What does it mean that one of the world’s great film festivals resides in a city that has no film identity of its own? Toronto, on film and on the streets, lives permanently on the brink.


Toronto’s proudest landmark turned into the gesture many feel the city makes toward its visitors and residents alike.

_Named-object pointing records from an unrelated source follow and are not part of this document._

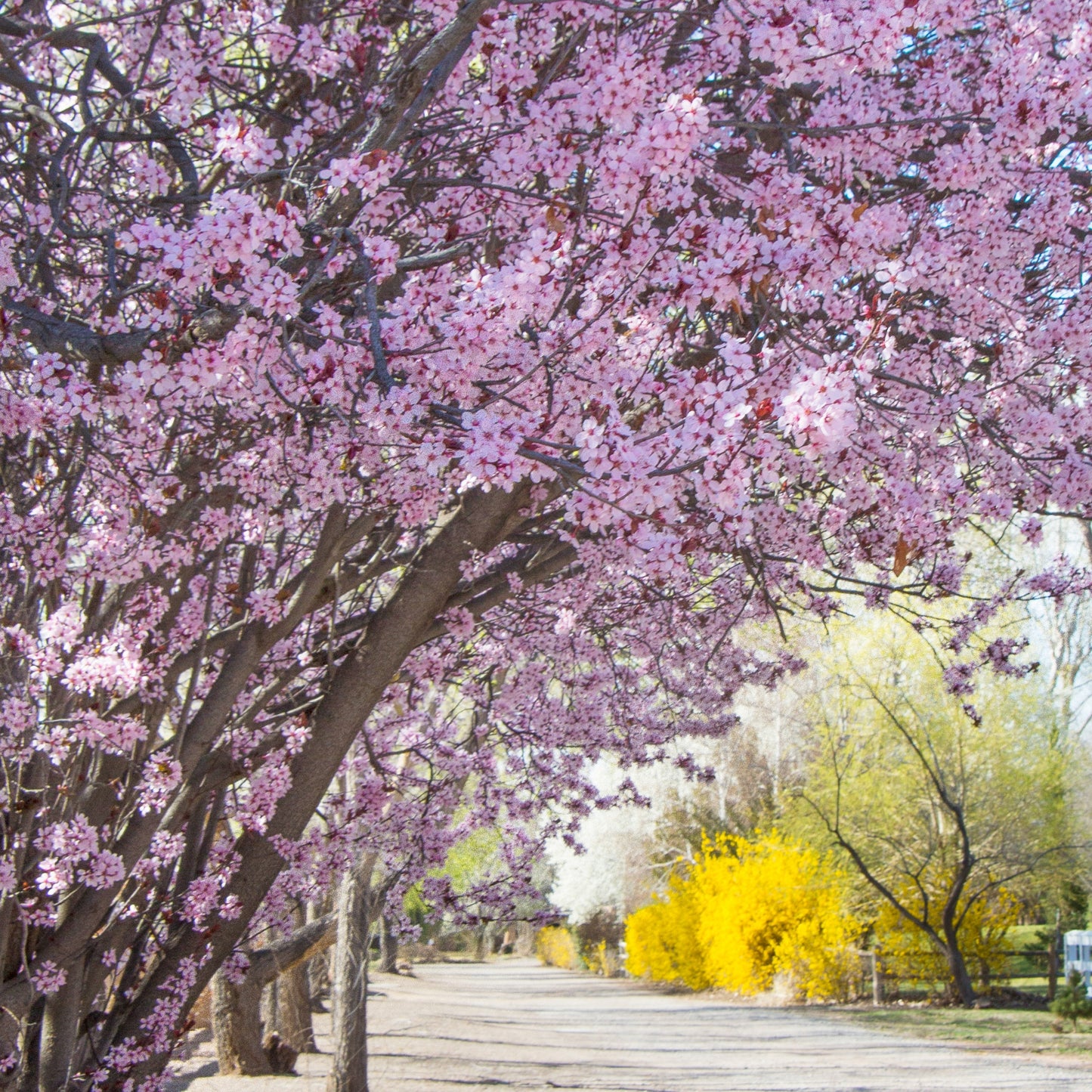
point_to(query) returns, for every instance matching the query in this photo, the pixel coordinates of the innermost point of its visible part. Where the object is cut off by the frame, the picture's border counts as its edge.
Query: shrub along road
(459, 1028)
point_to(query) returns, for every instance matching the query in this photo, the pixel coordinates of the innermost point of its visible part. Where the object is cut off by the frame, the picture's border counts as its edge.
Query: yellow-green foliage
(556, 946)
(745, 912)
(910, 956)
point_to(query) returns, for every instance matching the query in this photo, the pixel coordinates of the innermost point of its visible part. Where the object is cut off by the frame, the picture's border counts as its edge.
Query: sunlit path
(458, 1028)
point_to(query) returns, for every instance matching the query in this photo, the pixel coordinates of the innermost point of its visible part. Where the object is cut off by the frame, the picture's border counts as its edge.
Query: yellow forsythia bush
(556, 946)
(910, 957)
(748, 910)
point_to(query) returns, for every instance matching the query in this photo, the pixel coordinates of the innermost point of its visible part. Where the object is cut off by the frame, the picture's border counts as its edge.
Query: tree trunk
(237, 1027)
(961, 979)
(1052, 961)
(388, 947)
(294, 1010)
(350, 1070)
(236, 1008)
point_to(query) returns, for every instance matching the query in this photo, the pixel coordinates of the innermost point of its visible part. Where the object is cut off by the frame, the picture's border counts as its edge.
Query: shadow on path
(456, 1028)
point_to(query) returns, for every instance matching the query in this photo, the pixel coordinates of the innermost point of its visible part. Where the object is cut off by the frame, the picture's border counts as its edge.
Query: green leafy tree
(939, 799)
(1072, 1001)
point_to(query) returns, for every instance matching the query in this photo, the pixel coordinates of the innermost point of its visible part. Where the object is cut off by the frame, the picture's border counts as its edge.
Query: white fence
(1079, 954)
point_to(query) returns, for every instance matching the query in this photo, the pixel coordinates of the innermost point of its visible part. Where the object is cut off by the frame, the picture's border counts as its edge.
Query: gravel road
(463, 1028)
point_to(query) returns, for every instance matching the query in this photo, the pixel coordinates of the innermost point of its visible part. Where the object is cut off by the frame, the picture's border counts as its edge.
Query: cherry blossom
(404, 409)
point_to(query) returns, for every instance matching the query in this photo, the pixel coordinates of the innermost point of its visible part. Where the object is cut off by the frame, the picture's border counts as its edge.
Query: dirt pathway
(464, 1028)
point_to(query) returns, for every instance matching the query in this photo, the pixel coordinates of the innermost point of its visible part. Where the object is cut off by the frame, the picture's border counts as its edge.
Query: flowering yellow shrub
(745, 912)
(556, 946)
(910, 956)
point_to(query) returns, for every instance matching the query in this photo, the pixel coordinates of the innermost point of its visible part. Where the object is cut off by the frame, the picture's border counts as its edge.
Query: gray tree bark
(236, 1008)
(350, 1072)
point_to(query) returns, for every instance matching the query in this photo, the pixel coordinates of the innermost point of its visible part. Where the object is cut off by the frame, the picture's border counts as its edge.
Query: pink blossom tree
(355, 350)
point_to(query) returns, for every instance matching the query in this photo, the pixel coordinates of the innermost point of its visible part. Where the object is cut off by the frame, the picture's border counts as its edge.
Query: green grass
(999, 1029)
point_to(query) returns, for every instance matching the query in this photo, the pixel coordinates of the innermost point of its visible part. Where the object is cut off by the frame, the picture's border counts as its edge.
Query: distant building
(1079, 954)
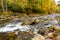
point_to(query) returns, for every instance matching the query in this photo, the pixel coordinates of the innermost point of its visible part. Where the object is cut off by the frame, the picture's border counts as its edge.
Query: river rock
(31, 22)
(38, 37)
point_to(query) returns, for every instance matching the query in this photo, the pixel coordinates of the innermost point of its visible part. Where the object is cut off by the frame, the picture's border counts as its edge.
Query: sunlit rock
(38, 37)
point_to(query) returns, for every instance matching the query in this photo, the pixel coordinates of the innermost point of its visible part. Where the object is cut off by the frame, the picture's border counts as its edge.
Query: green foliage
(29, 6)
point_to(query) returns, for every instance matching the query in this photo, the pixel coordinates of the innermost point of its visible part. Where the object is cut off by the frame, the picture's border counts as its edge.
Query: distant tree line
(29, 6)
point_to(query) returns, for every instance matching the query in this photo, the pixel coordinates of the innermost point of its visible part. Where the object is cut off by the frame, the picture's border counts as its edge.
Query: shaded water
(11, 25)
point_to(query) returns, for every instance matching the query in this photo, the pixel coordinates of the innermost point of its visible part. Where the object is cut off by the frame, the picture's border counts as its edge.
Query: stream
(15, 24)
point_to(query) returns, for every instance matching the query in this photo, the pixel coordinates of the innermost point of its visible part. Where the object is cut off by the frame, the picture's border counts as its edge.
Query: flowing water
(15, 24)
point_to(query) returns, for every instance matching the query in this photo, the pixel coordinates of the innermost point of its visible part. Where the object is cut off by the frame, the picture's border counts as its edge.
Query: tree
(2, 4)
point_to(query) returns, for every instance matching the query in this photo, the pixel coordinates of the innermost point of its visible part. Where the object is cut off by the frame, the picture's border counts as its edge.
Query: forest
(29, 19)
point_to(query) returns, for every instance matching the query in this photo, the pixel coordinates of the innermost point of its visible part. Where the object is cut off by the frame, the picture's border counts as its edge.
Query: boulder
(38, 37)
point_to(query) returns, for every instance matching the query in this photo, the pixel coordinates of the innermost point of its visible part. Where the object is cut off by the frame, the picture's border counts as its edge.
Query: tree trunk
(2, 5)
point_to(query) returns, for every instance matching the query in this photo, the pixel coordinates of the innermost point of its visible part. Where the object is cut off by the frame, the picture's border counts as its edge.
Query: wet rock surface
(31, 28)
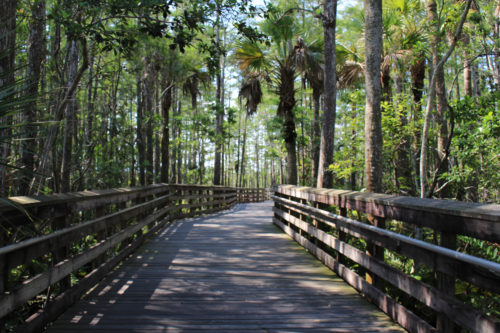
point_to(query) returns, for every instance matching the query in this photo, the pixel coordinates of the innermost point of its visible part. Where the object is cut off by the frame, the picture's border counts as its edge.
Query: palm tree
(279, 68)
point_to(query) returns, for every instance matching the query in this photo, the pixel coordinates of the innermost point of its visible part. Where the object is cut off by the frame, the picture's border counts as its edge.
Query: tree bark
(285, 109)
(325, 177)
(373, 116)
(35, 57)
(140, 132)
(70, 118)
(166, 103)
(7, 78)
(316, 140)
(431, 7)
(149, 84)
(219, 108)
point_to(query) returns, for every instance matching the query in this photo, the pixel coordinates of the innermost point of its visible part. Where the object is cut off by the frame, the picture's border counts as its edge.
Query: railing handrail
(465, 218)
(116, 218)
(297, 213)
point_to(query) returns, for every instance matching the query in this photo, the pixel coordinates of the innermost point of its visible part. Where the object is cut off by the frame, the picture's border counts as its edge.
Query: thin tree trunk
(149, 84)
(257, 159)
(404, 180)
(219, 107)
(7, 78)
(70, 118)
(285, 109)
(244, 143)
(316, 140)
(431, 5)
(179, 147)
(166, 103)
(35, 58)
(140, 132)
(325, 177)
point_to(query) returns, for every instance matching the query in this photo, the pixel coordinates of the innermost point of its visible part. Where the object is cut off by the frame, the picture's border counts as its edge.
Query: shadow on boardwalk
(232, 271)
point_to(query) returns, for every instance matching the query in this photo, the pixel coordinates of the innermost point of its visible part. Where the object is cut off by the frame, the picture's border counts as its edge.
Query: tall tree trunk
(316, 140)
(166, 103)
(404, 180)
(219, 107)
(35, 58)
(467, 64)
(257, 159)
(179, 147)
(244, 143)
(140, 132)
(7, 78)
(373, 116)
(432, 13)
(70, 118)
(325, 177)
(149, 84)
(285, 109)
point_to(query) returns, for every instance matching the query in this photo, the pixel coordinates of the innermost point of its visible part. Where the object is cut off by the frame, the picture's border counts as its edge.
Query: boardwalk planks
(225, 272)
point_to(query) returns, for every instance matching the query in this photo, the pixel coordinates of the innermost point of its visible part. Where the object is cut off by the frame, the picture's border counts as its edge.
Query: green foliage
(476, 147)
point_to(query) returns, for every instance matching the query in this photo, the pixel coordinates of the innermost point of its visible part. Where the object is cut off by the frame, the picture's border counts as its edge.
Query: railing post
(342, 235)
(446, 283)
(4, 274)
(99, 212)
(61, 253)
(375, 251)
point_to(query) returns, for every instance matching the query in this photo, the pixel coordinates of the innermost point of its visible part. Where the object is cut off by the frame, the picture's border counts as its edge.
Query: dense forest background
(102, 94)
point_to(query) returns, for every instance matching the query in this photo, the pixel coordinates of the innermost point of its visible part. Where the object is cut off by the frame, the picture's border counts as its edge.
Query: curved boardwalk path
(227, 272)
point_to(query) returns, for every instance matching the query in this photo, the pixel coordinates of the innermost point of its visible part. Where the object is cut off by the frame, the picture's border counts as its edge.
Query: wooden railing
(327, 223)
(253, 194)
(56, 247)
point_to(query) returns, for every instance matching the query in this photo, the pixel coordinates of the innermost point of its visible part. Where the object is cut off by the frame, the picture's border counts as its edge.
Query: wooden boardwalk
(226, 272)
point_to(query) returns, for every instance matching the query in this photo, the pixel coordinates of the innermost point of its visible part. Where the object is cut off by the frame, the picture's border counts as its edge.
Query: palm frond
(251, 91)
(250, 57)
(350, 73)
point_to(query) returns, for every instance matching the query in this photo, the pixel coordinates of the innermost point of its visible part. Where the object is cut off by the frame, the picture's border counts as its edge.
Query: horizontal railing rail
(53, 248)
(328, 224)
(253, 194)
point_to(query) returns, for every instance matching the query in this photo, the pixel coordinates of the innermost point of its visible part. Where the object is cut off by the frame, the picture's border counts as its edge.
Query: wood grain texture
(231, 271)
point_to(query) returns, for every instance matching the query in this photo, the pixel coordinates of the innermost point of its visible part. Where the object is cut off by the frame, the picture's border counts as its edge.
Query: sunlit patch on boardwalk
(232, 271)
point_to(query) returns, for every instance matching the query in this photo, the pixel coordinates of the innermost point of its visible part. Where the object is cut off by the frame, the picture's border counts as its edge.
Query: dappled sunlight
(225, 270)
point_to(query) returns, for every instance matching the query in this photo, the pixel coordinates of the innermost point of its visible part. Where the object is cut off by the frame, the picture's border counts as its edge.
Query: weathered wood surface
(303, 213)
(226, 272)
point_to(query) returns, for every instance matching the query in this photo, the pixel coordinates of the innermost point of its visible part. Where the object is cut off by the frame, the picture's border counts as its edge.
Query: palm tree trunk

Few cities of comparable size and cultural ambition have so little presence on screen as Toronto. Painfully, when Toronto has appeared in film it has most often been as a stand-in for somewhere else. Mary Harron’s American Psycho (2000) staged Patrick Bateman’s Wall Street world on Bay Street, with Toronto high-rises dressed as Manhattan lofts. Rob Marshall’s Chicago (2002) recreated Prohibition-era Illinois entirely in Toronto studios. Guillermo del Toro’s The Shape of Water (2017) used Toronto and Hamilton to play Cold War Baltimore. The Incredible Hulk (2008) and Suicide Squad (2016) transformed Yonge Street into New York. Mean Girls (2004) substituted Toronto suburbs for Evanston, Illinois, while My Big Fat Greek Wedding (2002) stood Chicago on Canadian ground. Even the first X-Men (2000) filmed in Toronto, with Casa Loma dressed as an American estate.